No I do t expect DH to follow me. We are adults and we have discussions and make plans together about what we are doing and how we are doing it.

charliefair · 14/03/2024 21:38

*don't expect

Loopytiles · 14/03/2024 21:38

you don’t all ‘need to’ go. Your H wants you all to go. You have a choice and DS’ preferences matter too

If you didn’t want to go yourself and thought DS had a point it woukd’ve been better to discuss that with your H.

Rowen32 · 14/03/2024 21:44

Why are you going if you don't want to go? Why does your dh get to decide everything? Sounds like you're walking on egg shells to please him?

AnneLovesGilbert · 14/03/2024 21:44

You’re not cocking up. But you should have been honest about not wanting to go, it sounds crap so why did you feel obliged to agree and didn’t just say you’d leave him to it?

Having agreed, it would have been better to either remind DS he’s already busy, or tell him you and his dad would discuss it.

I’ve never heard the expression passing the bullet btw, I know it as passing the buck. Interesting.

Branleuse · 14/03/2024 21:46

It's fine. It's his parents. It's ok to pass it over to him.

sandyhappypeople · 14/03/2024 21:55

you were in the wrong to pass the buck in that way, you know the plans were already made, and you had already decided to go with your husband (whether you want to or not).

So saying discuss it with your dad is you way of saying 'I don't have a choice in this, it's all your dad's doing' .. but you DO have a choice, and you'd already decided to go with your DH and make your son go with you even though you don't want to go and he doesn't want to go, so this is your way of making DH the bad guy. He was right to call you out on it IMO.

I personally wouldn't want to travel so far for just an overnight stay, but that's up to you to decide that and say if you don't want to go, why do you 'all have to go' anyway?

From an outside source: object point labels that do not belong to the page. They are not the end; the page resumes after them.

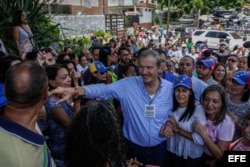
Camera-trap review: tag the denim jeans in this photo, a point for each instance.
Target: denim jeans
(155, 155)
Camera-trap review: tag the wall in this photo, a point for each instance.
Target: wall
(79, 25)
(146, 15)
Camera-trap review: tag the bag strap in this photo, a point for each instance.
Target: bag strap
(45, 155)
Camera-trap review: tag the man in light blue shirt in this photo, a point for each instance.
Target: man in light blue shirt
(146, 102)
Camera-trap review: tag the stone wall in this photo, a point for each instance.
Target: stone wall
(73, 25)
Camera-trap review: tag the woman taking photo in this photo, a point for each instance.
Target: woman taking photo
(22, 33)
(218, 132)
(60, 115)
(185, 146)
(238, 100)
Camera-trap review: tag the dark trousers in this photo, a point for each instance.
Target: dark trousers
(176, 161)
(155, 155)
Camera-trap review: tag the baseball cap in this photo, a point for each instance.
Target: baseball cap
(241, 77)
(183, 80)
(97, 66)
(209, 63)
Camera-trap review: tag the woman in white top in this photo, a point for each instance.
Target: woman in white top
(185, 146)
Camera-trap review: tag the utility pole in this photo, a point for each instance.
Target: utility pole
(168, 19)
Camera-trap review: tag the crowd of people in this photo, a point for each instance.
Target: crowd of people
(145, 99)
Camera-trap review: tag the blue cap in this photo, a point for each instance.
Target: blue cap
(209, 63)
(241, 77)
(183, 80)
(97, 66)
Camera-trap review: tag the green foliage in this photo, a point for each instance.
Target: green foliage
(100, 33)
(77, 43)
(44, 31)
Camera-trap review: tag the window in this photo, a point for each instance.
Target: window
(211, 34)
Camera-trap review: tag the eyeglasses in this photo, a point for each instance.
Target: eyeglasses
(103, 72)
(232, 60)
(125, 55)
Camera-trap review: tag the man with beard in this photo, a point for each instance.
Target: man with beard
(146, 102)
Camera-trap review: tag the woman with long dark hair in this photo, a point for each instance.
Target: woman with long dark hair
(22, 33)
(185, 146)
(219, 129)
(94, 139)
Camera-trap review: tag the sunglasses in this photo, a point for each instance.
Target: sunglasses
(103, 73)
(232, 60)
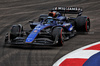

Pinkmagics · 14/03/2024 22:29

Thanks sandyhappy, that makes a lot of sense.
realising I try to keep people happy which makes someone else unhappy and I get stressed and backtrack and everyone gets fed up with me. Not good!
I do love his family, and the parents want to see us all together obviously. I think I’m over sensitive.
would any of you really tell your DHs where to go?!

OP posts:
Pinkmagics · 14/03/2024 22:41

Just chatted to ds. He’s really sad he’s missing the unicorn riding. It’s not even that exciting it’s just he doesn’t seem to get much fun. Gah I hate being a parent sometimes! I think DH should probably have said, sorry mate but we need to see them, or something? He’s watching tv in bed, but I don’t know if I’m being unfair or not. I doubt everything! Hate this!

OP posts:
SignoraVolpe · 14/03/2024 22:41

Seems to me that the biggest problem is you let your dh unilaterally make decisions for all of you instead of having a discussion.
Why does your dh get to change the plans for visiting without checking if you’re happy with that? I’d be seriously pissed off if my dh announced a new plan.

Because you feel left out of the planning you’re understandably irritated and instead of communicating this with your dh you act as if dad’s in charge.’
Act like part of a couple and not like one of the dc.

LenaLamont · 14/03/2024 22:42

You were pretty unsupportive to make your DH be the Bad Parent if you were OK with visiting his family.

We try and do the whole Cabinet Responsibility thing, discuss it away from the kids and present a united front.

If you'd been badgered into going when you didn't want to, I guess I can understand passing the buck to DH. However, unless there's undisclosed backstory about feeling unwelcome at DH's family, it would have been better to say "I'll talk to Dad and we'll let you know."

I'm assuming your son is old enough to spend the weekend at home away from you, otherwise it would be a straight up No.

By passing the decision to your DH, you're saying to your son that you'd let him go on his outing but his dad will probably turn him down.